L'hiver est nécessaire. Mais il n'est pas la fin.
La plupart des spiritualité non-dualistes sont dans le rejet de la vie.
Nisargadatta, Ramana, Krishna Menon, Shankara, Sâmkhya, Patanjali : tous aspirent à effacer la vie. Tous sont nihilistes. Ils dévalorisent la vie au nom d'une réalité supérieure. Entre l'état de veille et le sommeil profond, il choisissent le sommeil profond, sans forme, indifférencié, immobile, et ils excluent l'état de veille, sa versatilité, ses différences, ses mouvements.
Certes, le moment dualiste est incontournable. On ne peut faire sans. En effet, il faut passer par ce moment où l'on réalise que l'on est pas QUE le corps, pas QUE le mental, etc. Ce moment de transcendance est vital, justement. Il est éveil, réveil, expansion, arrachement à la Matrice divine. L'être s'y délivre de son autohypnose. Silence au-delà des mots, silence au-delà de tout ! Je ne suis ni ceci, ni cela. Ce rien qui me délivre de tout est sans prix.
Mais, si je prend cela pour exclure la vie, alors ce rien si précieux devient le pire des poisons. Et ne nous y trompons pas : l'indifférence ne fera pas non plus l'affaire. Dire : "Oh, il n'y a personne, il n'y a rien, juste Cela" et ajouter "Les désirs du corps-mental ne font que suivre leur corps" en adoptant une posture prétendument indifférente, cela mènera à une impasse. Il y aura des réactions. Il y a toujours des réactions dans la vie. Cela n'est pas un problème. Le problème, c'est que ce genre de posture d'exclusion indifférente ("je suis au-delà de tout, je suis indifférent à tout") ne permettra pas de surmonter ces réactions, qui deviendront des obstacles infranchissables.
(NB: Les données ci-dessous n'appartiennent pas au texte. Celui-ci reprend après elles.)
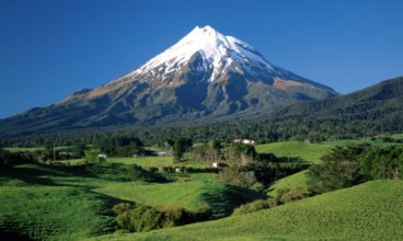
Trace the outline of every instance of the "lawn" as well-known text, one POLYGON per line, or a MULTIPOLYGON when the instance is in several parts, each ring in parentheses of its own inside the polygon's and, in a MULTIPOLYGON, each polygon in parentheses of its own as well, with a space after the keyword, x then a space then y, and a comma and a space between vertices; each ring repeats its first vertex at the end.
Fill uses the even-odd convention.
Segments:
POLYGON ((92 167, 20 164, 0 170, 0 238, 81 240, 113 231, 111 208, 122 202, 212 208, 228 216, 261 193, 220 182, 217 174, 171 174, 163 182, 122 163, 92 167), (16 234, 18 233, 18 234, 16 234))
POLYGON ((77 187, 1 186, 0 238, 78 240, 105 233, 111 200, 77 187))
POLYGON ((215 217, 228 216, 239 205, 258 198, 263 194, 228 185, 217 174, 184 174, 172 183, 111 183, 94 190, 119 199, 134 200, 151 206, 182 206, 195 210, 209 205, 215 217))
POLYGON ((95 240, 401 240, 403 181, 355 187, 216 221, 95 240))
POLYGON ((323 154, 327 153, 335 145, 332 144, 304 144, 298 141, 283 141, 275 144, 257 145, 258 153, 274 153, 278 158, 300 159, 302 162, 320 163, 323 154))
POLYGON ((124 164, 138 164, 143 168, 162 168, 162 167, 193 167, 193 168, 208 168, 210 167, 207 162, 199 161, 183 161, 173 163, 172 157, 138 157, 138 158, 107 158, 107 162, 124 163, 124 164))
POLYGON ((277 196, 277 190, 279 188, 308 187, 308 180, 309 180, 308 172, 309 172, 308 170, 304 170, 275 181, 266 190, 266 194, 275 197, 277 196))

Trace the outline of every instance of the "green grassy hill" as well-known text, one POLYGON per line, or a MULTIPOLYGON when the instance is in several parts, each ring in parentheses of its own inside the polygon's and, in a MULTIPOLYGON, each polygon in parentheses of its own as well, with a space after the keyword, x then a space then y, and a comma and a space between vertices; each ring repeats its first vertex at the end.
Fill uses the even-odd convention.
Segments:
POLYGON ((272 209, 99 240, 401 240, 403 181, 372 181, 272 209))
POLYGON ((110 231, 113 220, 108 198, 74 187, 2 186, 0 203, 1 240, 78 240, 110 231))
POLYGON ((335 145, 303 144, 299 141, 283 141, 257 145, 258 153, 274 153, 278 158, 297 158, 303 162, 319 163, 321 157, 327 153, 335 145))
POLYGON ((279 179, 270 184, 267 188, 266 194, 275 197, 277 196, 277 190, 280 188, 296 188, 296 187, 308 187, 308 170, 297 172, 292 175, 279 179))
POLYGON ((214 216, 265 195, 227 185, 217 174, 176 174, 164 182, 126 164, 85 169, 19 164, 0 170, 0 240, 81 240, 113 231, 111 208, 122 202, 209 205, 214 216))
POLYGON ((241 204, 266 198, 261 193, 224 184, 217 180, 217 174, 192 174, 165 184, 115 183, 94 191, 151 206, 182 206, 195 210, 209 205, 215 217, 228 216, 241 204))

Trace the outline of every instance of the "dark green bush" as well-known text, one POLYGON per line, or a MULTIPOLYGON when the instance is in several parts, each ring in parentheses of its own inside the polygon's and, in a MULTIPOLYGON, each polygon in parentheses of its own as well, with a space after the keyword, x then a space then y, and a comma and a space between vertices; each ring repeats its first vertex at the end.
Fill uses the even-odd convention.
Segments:
POLYGON ((142 204, 117 204, 113 207, 120 231, 139 232, 205 221, 211 218, 211 208, 202 206, 196 211, 183 207, 150 207, 142 204))
POLYGON ((283 204, 303 199, 311 196, 311 192, 307 187, 279 188, 277 190, 278 200, 283 204))
POLYGON ((247 203, 247 204, 239 206, 238 208, 235 208, 233 210, 232 215, 234 215, 234 216, 244 215, 244 214, 249 214, 249 213, 253 213, 253 211, 258 211, 258 210, 272 208, 272 207, 275 207, 277 205, 278 205, 278 202, 275 198, 268 198, 268 199, 265 199, 265 200, 255 200, 255 202, 247 203))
Et quand bien même, par un tempérament singulier, on échapperait à ces réactions, on passerait à côté du véritable trésor. Pour s'y perdre, il est indispensable de reconnaître que "je suis tout", que tout est la manifestation de l'absolu, et non pas une simple tromperie, une illusion sans valeur qui viendrait planer au-dessus de la réalité d'une conscience passive, inerte, d'un sommeil profond érigé en seule réalité. Le sommeil profond, le silence entre deux pensées est une facette du diamant, non le diamant même.
Accepter, intégrer. Mieux : aimer. Non pas endurer ou rejeter ou condescendre ou laisser dans l'indifférence. Aimer.
Concrètement, cela passe bien sûr par le silence intérieur, par des vacuités immenses et longues, et aussi par des nuits, des déserts, des sécheresses. Mais voilà : le vide n'a pas de valeur en soi. Il ne fau pas l'idolâtrer. Et je le répète : la posture d'indifférence théorique envers la vie, qui consiste à dire que "la vie je la laisse couler, je suis le Témoin de cette illusion qui ne m'affecte pas, qui ne peut rien me faire, car je suis au-delà d'elle, elle n'est qu'un reflet en moi, non séparé de moi", ne fera pas l'affaire. Et je tiens vraiment à préciser, quitte à passer pour lourdingue : le vide est infiniment précieux. Pas de vie intérieure durable sans ces précieux vides. Pas de veille sans sommeil, pas de renaissance sans mort, pas de printemps sans hivers, pas d'unification sans, d'abord, cette phase dualiste. Oui, mille fois oui.
Mais si le sommeil profond (=le silence entre deux pensées) est un aspect du tout, il n'est pas le tout, il n'est pas l'absolu. L'unité pure n'est pas l'absolu. Le Soi n'est pas simplement l'absence de différences ! Le Soi n'est pas simplement négation, transcendance indicible. "Ni ceci, ni cela" n'est pas le Soi. Le sommeil profond n'est pas le Soi. L'être pur n'est pas le Soi. Ce sont des manifestations du Soi, de l'absolu, du divin, du mystère.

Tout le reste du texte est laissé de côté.